Cascade
The xtyle cascading model defines how definitions inherit from parents and how hierarchies emerge — top-down or bottom-up.
Hierarchy is User-Defined
Section titled “Hierarchy is User-Defined”The spec doesn’t prescribe what nodes represent. A node is a xtyle definition with an optional parent and optional children. What those nodes mean is up to you:
- Leagues and teams
- Companies, divisions, and products
- A personal creative identity and its projects
Inheritance Rules
Section titled “Inheritance Rules”- A child inherits everything from its parent that it doesn’t explicitly override.
- Overrides are per-token, not per-pillar. Override one color without touching the rest.
- Absence is not an override. If a child doesn’t define a token, it inherits. Setting a token to
nullis an intentional override. - The cascade is arbitrarily deep.
Bottom-Up Derivation
Section titled “Bottom-Up Derivation”The distinctive feature. You don’t have to build top-down.
Start with Team A (red, bold voice) and Team B (blue, bold voice).

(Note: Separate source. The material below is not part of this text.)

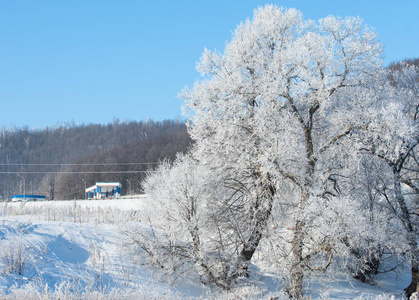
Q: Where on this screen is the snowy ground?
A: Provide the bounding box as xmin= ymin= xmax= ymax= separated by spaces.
xmin=0 ymin=196 xmax=409 ymax=300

Step back — what do they share? A league xtyle emerges: it mandates the bold voice and the shared font, but leaves colors to the teams.
Once the parent exists, new teams inherit from it while existing teams keep their overrides. The parent can be re-derived as teams evolve.
Context Variants
Section titled “Context Variants”Orthogonal to the hierarchy, any node can define context-specific variants:
- Dark mode / light mode
- Print vs. screen
- Mobile vs. desktop
- Seasonal or event-specific
Variants override tokens within a single node. They can span pillars — a “match-day” variant can override both visual colors and verbal taglines.